A Socialist Constitution would need to be protected by an elected President in charge of the security forces to insure no political party gained power in an election and tried to dismantle Socialism as the basis for society. This is not undemocratic; rival political parties in Western countries have run capitalism for years, under written or unwritten constitutions defending the status quo. A Socialist Constitution would establish some stability, but would not preclude a return to capitalism if the population really desired it. They would, however, have to first reject the Socialist Constitution in a referendum by a substantial majority and replace it with an alternative constitution.
In this way Socialism could be protected from attempts by successive governments with slender parliamentary majorities, often minority governments if the total vote is taken into account, to privatize industries and services.

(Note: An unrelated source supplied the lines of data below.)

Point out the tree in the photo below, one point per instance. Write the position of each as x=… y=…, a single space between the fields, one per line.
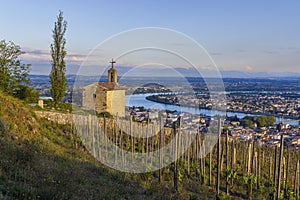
x=58 y=53
x=13 y=74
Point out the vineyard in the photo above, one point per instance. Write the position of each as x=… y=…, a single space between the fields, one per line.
x=212 y=165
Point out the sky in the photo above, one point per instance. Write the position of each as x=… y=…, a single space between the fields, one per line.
x=249 y=36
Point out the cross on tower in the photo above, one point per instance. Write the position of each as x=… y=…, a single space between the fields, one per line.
x=112 y=63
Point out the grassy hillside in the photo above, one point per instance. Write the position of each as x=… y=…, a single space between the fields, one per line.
x=38 y=160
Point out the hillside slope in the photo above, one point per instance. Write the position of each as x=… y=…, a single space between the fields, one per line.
x=38 y=160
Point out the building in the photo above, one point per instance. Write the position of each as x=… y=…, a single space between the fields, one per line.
x=105 y=96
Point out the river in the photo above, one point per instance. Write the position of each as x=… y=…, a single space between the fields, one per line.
x=140 y=100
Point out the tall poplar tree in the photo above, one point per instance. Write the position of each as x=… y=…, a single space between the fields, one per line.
x=58 y=53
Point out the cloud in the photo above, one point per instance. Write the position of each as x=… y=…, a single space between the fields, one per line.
x=248 y=68
x=43 y=56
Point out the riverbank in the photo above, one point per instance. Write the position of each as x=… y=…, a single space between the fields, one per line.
x=154 y=98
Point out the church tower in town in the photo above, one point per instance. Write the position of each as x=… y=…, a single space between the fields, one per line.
x=105 y=96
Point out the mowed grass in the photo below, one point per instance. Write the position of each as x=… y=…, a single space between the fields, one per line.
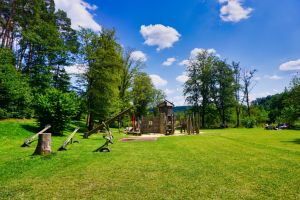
x=219 y=164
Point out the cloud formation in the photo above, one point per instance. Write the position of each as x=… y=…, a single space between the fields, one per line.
x=138 y=56
x=290 y=66
x=194 y=53
x=159 y=35
x=233 y=11
x=158 y=81
x=75 y=69
x=169 y=62
x=182 y=78
x=273 y=77
x=79 y=13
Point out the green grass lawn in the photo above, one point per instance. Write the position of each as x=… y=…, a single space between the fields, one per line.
x=220 y=164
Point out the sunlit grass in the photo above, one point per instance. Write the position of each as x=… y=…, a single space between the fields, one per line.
x=219 y=164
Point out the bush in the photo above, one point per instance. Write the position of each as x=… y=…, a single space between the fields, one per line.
x=249 y=122
x=15 y=93
x=56 y=108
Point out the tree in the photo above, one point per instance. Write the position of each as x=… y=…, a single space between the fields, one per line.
x=102 y=56
x=142 y=93
x=197 y=88
x=291 y=110
x=237 y=91
x=57 y=109
x=247 y=79
x=222 y=89
x=15 y=93
x=42 y=39
x=130 y=68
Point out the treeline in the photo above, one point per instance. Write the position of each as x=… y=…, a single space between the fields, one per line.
x=220 y=95
x=37 y=44
x=281 y=108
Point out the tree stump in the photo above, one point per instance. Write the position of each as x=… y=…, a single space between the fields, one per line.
x=44 y=144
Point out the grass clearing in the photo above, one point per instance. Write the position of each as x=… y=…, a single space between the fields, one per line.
x=220 y=164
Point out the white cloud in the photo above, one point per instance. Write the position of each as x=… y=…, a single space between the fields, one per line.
x=157 y=80
x=79 y=13
x=274 y=77
x=290 y=66
x=76 y=69
x=159 y=35
x=138 y=56
x=169 y=91
x=257 y=78
x=178 y=100
x=233 y=11
x=182 y=78
x=196 y=51
x=184 y=63
x=169 y=61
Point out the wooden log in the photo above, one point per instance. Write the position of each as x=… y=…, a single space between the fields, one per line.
x=70 y=138
x=29 y=140
x=44 y=144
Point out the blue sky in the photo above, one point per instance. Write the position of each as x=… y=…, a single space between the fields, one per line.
x=262 y=35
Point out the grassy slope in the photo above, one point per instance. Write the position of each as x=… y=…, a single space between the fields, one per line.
x=221 y=164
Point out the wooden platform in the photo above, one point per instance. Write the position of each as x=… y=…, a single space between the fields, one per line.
x=138 y=139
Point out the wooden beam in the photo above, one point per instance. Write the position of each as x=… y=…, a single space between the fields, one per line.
x=29 y=140
x=65 y=144
x=87 y=134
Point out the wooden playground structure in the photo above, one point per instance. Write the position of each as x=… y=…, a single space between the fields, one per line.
x=164 y=123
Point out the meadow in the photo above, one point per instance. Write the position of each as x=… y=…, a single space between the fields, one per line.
x=218 y=164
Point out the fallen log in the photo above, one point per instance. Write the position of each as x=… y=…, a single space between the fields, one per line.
x=101 y=126
x=29 y=140
x=44 y=144
x=69 y=140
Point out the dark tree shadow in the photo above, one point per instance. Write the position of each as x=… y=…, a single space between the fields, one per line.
x=31 y=128
x=295 y=141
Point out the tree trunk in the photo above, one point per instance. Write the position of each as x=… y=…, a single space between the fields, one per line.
x=91 y=122
x=44 y=144
x=237 y=116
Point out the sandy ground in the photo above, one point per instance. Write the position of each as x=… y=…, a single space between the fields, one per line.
x=151 y=136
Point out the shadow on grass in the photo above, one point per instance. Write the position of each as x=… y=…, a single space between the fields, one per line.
x=295 y=141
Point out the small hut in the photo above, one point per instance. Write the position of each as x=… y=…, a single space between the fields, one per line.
x=163 y=123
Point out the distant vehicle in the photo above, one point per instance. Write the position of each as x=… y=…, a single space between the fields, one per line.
x=283 y=126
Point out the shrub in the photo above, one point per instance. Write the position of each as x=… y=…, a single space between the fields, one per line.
x=249 y=122
x=56 y=108
x=15 y=93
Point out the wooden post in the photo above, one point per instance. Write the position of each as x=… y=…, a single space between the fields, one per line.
x=44 y=144
x=69 y=140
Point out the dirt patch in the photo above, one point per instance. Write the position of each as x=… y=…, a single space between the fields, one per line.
x=138 y=139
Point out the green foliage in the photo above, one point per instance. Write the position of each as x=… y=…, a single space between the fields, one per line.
x=56 y=108
x=130 y=68
x=210 y=88
x=249 y=122
x=102 y=55
x=142 y=93
x=15 y=94
x=169 y=168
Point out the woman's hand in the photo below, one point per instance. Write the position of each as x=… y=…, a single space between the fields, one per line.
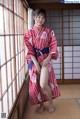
x=38 y=67
x=46 y=61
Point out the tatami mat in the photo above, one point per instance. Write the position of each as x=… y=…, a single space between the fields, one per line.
x=67 y=105
x=65 y=109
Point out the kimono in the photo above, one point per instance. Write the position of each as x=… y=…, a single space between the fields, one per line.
x=41 y=43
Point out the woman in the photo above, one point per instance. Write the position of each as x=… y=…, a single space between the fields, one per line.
x=42 y=49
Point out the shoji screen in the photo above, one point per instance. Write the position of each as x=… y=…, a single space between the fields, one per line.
x=66 y=25
x=13 y=22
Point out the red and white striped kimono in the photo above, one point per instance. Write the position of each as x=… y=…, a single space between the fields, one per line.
x=40 y=43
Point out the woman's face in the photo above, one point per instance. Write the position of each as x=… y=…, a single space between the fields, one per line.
x=39 y=20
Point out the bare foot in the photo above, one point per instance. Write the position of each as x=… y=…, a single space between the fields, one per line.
x=40 y=109
x=51 y=108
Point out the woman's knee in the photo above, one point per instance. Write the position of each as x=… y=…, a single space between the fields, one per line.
x=43 y=86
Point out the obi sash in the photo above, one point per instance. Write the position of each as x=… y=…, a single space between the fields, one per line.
x=38 y=52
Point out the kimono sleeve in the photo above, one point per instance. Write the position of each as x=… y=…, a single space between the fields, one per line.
x=28 y=43
x=53 y=45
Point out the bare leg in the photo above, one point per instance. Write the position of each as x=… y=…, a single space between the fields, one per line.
x=44 y=85
x=41 y=108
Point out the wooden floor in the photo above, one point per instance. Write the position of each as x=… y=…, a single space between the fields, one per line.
x=67 y=105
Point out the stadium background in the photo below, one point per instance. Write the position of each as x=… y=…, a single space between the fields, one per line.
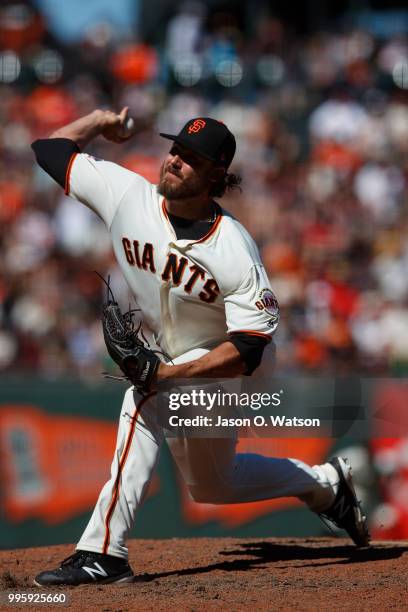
x=317 y=98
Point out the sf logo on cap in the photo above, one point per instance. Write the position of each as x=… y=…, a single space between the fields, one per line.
x=196 y=126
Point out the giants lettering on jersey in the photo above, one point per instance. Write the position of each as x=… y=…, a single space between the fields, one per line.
x=176 y=269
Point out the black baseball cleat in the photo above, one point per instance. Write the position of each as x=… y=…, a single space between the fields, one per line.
x=346 y=512
x=85 y=567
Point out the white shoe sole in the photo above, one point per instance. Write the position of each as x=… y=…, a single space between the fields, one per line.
x=360 y=519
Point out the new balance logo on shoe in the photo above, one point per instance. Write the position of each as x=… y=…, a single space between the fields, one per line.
x=95 y=572
x=341 y=508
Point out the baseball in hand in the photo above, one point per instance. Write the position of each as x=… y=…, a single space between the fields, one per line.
x=128 y=127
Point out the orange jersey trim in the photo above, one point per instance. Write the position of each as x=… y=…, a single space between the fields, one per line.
x=252 y=333
x=68 y=173
x=125 y=453
x=209 y=233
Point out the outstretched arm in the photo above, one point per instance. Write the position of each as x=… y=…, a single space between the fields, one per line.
x=223 y=361
x=108 y=124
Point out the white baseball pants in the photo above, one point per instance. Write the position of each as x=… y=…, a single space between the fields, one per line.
x=212 y=470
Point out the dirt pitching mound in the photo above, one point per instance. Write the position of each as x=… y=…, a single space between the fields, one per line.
x=231 y=574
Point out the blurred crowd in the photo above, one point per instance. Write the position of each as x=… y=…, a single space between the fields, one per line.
x=321 y=121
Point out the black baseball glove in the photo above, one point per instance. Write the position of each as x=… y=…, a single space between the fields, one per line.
x=127 y=345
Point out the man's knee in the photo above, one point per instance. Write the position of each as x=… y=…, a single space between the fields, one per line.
x=214 y=495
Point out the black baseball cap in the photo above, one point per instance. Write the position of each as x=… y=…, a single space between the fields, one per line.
x=207 y=137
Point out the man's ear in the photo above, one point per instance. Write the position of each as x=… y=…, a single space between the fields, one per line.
x=217 y=174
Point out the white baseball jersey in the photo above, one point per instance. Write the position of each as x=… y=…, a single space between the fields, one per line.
x=192 y=293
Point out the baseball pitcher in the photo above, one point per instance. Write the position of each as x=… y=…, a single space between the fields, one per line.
x=207 y=311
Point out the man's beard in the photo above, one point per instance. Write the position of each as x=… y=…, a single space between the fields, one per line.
x=181 y=191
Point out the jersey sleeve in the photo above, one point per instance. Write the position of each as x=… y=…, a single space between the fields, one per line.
x=252 y=308
x=99 y=184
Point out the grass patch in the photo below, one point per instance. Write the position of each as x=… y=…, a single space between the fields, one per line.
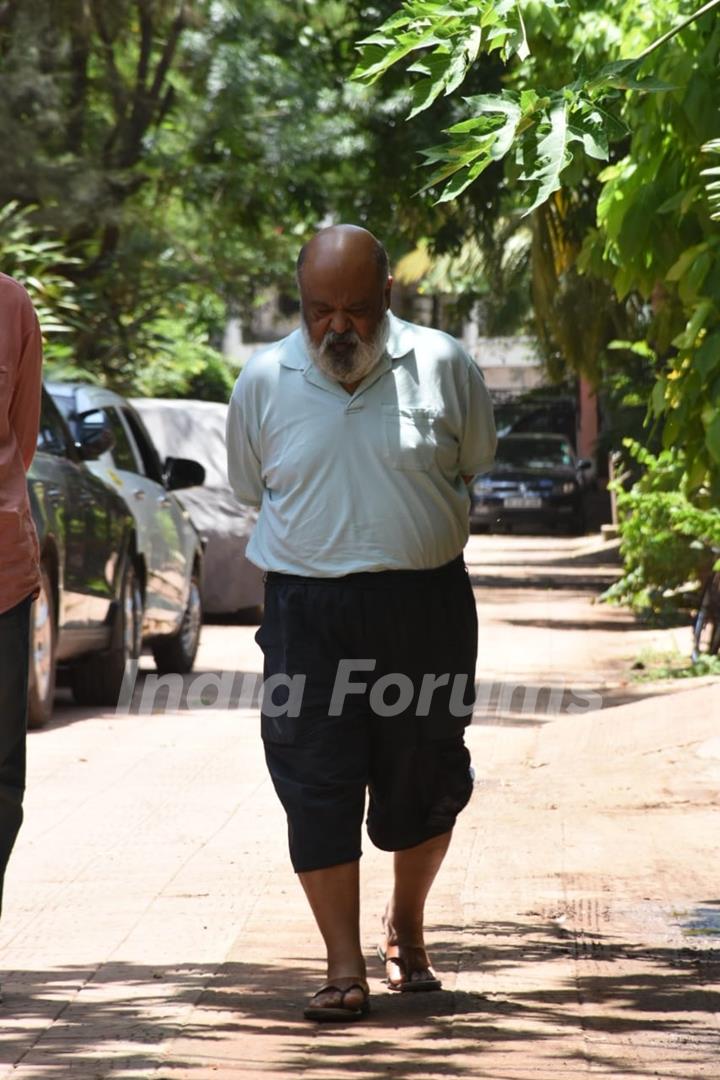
x=653 y=664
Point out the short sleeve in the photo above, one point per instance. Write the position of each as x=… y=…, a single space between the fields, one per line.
x=244 y=468
x=477 y=445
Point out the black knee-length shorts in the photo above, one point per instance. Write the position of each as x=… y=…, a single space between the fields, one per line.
x=368 y=687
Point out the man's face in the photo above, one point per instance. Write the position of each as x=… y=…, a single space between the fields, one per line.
x=344 y=319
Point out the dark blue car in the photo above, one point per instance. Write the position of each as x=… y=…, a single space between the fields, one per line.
x=82 y=621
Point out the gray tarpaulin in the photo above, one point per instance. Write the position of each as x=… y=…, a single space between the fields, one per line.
x=192 y=429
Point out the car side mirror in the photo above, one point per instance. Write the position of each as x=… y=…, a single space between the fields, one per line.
x=92 y=444
x=182 y=472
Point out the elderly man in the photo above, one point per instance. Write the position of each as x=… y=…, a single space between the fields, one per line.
x=355 y=436
x=21 y=361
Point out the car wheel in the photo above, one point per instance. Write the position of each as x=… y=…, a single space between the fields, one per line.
x=97 y=680
x=176 y=653
x=41 y=669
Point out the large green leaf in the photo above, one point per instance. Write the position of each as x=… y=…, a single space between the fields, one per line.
x=553 y=156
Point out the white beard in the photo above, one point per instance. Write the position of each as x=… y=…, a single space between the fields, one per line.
x=349 y=364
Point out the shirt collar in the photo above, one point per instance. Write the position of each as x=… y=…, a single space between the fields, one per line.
x=295 y=355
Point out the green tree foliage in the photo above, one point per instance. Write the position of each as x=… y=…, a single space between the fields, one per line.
x=606 y=125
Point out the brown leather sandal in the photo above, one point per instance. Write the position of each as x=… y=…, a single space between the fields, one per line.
x=409 y=985
x=339 y=1012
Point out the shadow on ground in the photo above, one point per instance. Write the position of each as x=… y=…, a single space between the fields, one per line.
x=548 y=991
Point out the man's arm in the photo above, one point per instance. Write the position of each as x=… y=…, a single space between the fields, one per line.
x=244 y=467
x=25 y=404
x=477 y=445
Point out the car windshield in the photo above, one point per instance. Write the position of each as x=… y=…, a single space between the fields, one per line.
x=532 y=453
x=189 y=429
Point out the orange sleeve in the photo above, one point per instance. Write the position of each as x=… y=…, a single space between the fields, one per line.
x=25 y=406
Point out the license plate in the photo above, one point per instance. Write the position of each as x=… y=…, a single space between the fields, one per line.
x=522 y=502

This would only be possible if a substantial majority of the eligible electorate voted in a Constitutional referendum to replace the Socialist Constitution with an alternative one.
I therefore am happy to call myself a Marxist, since it was his ideas, along with those of people like Friedrich Engels and the British pioneer of the cooperative movement, Robert Owen, who inspired the early Labour Party, which sadly has now rejected Socialism and ceased to represent the working class.
We have a new party on the Left called Left Unity, and hopefully this can stimulate a move towards a real Socialist or Marxist alternative to the three main at present capitalist parties. It is hoped that if it doesn’t achieve power itself, Left Unity will do for the Left what the UKIP has done for the Right of politics, i.e. force Labour to move Left and closer to its Marxist and Socialist traditions. Restoration of the part of Clause IV calling for public ownership and control of the means of production, distribution and exchange would be the first and most important step towards achieving this objective.